I have loved her,
cleaved from the rice fields and now sprawling endlessly,
a muddy river flowing through her belly,
now tinged with red.
I have been held by her well into the morning,
dreamed of nothing else but her decaying breath,
and the flower markets bustling through the night
on the verge of closing.
I have spent endless hours wandering the alleys,
discovering her exotic secrets,
and I have felt inside her a tangible suffering,
the wasting lives, and the coming violence.
But this is a land of free people
who will not listen to dictation.
And if she must paint herself once more
then let her color be red
just as a single staff colored the Nile.
A single crimson bead now rests on my fingertip
as dusk refracts towering silhouettes against a fiery horizon,
and a ruby net trolls through the Andamon sea.

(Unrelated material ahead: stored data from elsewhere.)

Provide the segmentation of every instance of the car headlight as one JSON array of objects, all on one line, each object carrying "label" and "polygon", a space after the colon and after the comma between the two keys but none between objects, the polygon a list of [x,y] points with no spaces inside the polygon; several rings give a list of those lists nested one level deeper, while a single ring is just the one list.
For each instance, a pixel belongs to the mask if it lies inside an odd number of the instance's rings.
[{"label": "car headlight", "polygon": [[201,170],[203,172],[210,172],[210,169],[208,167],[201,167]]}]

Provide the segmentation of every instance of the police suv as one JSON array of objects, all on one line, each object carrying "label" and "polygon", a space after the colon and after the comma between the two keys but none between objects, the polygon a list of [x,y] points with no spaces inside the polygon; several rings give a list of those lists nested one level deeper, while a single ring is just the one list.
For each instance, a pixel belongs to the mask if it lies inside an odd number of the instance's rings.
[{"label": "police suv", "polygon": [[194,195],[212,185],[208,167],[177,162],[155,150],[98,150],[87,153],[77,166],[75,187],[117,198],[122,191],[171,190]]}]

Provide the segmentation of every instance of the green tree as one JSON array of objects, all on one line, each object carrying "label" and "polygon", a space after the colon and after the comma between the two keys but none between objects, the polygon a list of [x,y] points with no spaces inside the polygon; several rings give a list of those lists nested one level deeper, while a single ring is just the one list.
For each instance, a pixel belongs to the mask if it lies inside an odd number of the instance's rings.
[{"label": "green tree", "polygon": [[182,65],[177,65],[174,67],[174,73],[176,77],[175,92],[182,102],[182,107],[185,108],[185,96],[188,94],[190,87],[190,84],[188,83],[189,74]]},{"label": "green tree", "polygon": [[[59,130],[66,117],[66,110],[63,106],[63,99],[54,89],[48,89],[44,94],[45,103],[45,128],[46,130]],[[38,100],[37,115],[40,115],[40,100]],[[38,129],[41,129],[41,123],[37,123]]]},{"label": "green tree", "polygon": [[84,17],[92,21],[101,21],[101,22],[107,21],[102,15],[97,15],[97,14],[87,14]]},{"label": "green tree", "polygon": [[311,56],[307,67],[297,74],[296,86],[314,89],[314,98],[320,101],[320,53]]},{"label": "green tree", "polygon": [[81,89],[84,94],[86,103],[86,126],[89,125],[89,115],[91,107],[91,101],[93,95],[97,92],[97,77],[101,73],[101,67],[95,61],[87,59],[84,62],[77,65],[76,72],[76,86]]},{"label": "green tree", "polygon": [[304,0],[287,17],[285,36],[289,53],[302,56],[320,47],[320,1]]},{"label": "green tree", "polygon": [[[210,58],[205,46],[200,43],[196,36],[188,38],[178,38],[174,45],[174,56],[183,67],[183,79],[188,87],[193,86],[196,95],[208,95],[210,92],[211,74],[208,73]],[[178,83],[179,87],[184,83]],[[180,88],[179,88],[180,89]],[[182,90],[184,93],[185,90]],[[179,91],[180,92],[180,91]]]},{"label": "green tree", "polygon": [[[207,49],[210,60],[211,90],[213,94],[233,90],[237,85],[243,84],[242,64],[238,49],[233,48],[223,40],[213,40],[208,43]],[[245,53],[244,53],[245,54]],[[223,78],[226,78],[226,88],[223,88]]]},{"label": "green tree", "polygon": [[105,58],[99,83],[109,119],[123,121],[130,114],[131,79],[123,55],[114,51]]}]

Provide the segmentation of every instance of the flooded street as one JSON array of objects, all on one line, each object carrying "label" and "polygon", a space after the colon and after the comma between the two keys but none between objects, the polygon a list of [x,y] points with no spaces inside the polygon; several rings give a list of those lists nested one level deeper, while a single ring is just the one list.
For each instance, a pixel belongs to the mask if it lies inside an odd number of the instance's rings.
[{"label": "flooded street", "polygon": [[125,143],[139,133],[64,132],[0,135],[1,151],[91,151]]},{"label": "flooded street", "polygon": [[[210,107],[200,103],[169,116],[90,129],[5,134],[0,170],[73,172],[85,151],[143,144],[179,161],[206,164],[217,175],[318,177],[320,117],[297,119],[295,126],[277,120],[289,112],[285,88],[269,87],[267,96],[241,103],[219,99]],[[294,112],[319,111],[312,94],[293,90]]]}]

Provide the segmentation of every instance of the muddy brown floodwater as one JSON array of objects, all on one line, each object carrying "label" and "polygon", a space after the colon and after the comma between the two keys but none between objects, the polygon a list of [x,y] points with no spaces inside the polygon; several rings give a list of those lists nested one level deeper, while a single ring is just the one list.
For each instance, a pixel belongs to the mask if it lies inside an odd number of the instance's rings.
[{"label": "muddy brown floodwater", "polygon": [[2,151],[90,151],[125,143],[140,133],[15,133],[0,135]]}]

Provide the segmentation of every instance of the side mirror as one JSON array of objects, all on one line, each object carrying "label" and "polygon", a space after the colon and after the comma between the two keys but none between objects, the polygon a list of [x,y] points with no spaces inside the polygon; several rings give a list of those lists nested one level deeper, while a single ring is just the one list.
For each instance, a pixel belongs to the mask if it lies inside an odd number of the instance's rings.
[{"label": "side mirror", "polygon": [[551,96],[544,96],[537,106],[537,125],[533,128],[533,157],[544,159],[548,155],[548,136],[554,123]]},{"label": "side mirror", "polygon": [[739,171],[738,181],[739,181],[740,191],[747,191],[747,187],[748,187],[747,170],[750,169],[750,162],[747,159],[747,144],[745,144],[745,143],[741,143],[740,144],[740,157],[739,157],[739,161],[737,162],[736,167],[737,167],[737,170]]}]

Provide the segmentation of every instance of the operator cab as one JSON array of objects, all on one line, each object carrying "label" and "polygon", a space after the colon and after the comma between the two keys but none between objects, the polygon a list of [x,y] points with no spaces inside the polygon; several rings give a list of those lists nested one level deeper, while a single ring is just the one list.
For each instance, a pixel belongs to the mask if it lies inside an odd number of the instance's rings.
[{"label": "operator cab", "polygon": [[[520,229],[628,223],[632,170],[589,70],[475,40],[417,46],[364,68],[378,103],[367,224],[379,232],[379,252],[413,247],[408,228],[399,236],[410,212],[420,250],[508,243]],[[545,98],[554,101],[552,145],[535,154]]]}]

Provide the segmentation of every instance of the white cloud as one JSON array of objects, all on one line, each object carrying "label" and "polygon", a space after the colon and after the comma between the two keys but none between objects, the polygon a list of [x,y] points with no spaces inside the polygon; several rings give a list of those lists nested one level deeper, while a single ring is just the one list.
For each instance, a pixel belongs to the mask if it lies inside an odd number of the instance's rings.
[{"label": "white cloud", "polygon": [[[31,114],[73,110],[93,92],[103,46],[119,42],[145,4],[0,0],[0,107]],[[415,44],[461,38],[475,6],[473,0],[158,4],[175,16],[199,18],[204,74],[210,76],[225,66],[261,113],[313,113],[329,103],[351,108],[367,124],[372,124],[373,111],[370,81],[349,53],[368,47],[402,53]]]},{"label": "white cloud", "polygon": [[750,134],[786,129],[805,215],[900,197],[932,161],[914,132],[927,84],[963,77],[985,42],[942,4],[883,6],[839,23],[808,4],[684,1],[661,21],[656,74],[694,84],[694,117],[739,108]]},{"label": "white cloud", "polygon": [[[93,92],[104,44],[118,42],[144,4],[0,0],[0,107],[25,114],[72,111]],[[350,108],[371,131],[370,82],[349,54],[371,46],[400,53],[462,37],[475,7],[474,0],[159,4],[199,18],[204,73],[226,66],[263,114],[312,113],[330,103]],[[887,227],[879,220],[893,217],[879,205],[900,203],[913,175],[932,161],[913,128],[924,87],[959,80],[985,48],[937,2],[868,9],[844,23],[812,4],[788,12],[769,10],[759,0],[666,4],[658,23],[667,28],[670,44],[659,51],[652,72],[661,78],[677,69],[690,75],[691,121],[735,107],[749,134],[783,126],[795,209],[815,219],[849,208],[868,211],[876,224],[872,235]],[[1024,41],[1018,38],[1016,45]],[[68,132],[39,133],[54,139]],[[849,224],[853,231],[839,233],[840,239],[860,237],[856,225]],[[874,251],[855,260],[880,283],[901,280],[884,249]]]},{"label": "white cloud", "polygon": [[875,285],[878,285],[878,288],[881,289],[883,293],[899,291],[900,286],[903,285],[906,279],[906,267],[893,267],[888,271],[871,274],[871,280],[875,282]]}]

She is no stranger to storm.
When lightning cracks her sky, it shatters the towers,
the monsoons tumble and rise in the streets,
and the city trembles, alive.
In such a place, one must not acknowledge fear
or tears to regret the lives that could be,
once lost, lost forever, but the vibrancy of a golden dream
dances with bats along the canal tunnels.
Awash against her flooded riverbanks, what little hope can we have
when backs are bent and bodies graying in the streets?
Only that quiet red light lifting over the city at dawn, the fleeting knowledge
that we have tried and lived our lives as they should be.
And when finally that day should come
let her sit and dictate my color to me
and she must know from where comes the crimson bead on my finger,
and see how I have crushed it against my cheek.